At a loss for words.
I'm sorry it was so difficult. I grew really attached to my first batch of turkeys, especially the hen who liked shiny stuff, and it was really tough to do the deed, especially when a couple of them didn't go as planned.

Hang in there, and don't feel badly about having someone else process them. At least you are giving them good lives. Not everyone is built for the whole deal.
I have found that many in your position fail to prepare themselfs mentally for that task, and I can see you had a tough time. I don't know if I can offer any words of encouragement, except that you must be in the right frame of mind well before you purchase your first bird. Many are not and think it will be an easy thing to do, knowing they have never cleaned anything more than a store bought already prepared bird. Perhaps with time you can come to grips with the idea.

It helped me that I had helped butcher chickens as a kid, and had a pro assist me the first time out as an adult (thanks for that, Al). I think that made a huge difference.
My pleasure Jim, wish I coulda helped with the hog dilema last night.

OP : it really does help to have someone that is seasoned in the way's of processing to teach and mentor during the process so you can better understand what your feeling and why, then doing the job right is also a big portion of how you percieve the event. If the whole deal was messy and awkward and not well planned or the method wasn't the best, then I could see where anybody would struggle with the task and have second thoughts.

I've always thought that if people are going to eat meat, they should have to take part in processing and/or cleaning them afterwards. Sounds like you're a cleaning kind of person and that's ok.
I remembered back to 1957 with our first batch of cornish x, there was one particular roo that I thought was dead.
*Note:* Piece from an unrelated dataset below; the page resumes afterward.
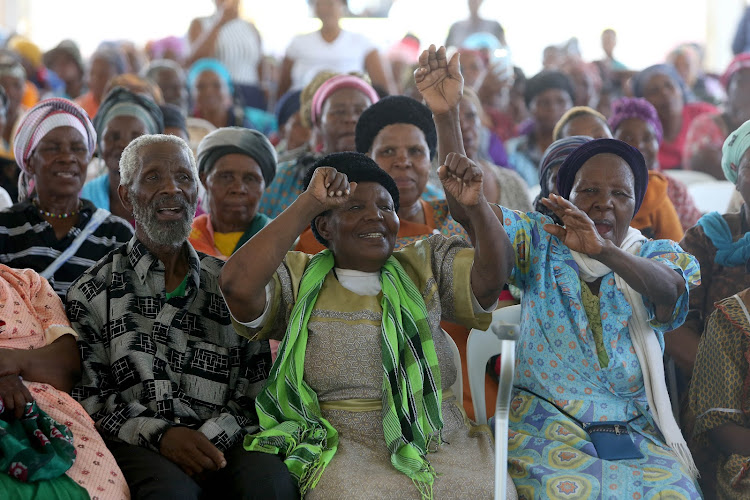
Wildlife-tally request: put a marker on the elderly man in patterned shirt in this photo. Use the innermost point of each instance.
(168, 382)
He was lying with his feet up in the air, I said to myself, "Oh my god one died." I reached down to pick him up to dispose of the carcass and to my surprise it let out a squawk jumping to his feet acting all discussed that I had disturbed his sleep. I ended up calling him Jack. He always slept with his feet up in the air. I was quit upset when it came time to butcher Jack but pushed through it knowing it was his purpose in this life. It never is easy but it is a fact of life that nothing lives without the death of other living things.
Not ever once have I enjoyed killing the animals that I raised. Bunnies, chickens, calves.

One thing always stands out in my mind. The day I would butcher rabbits, no way could I eat a rabbit for the next few days, just couldn't do it. Same way with chickens. The calves I never done myself always brought them to the slaughter house, but still looking at that big box of meat I'd get the same feeling.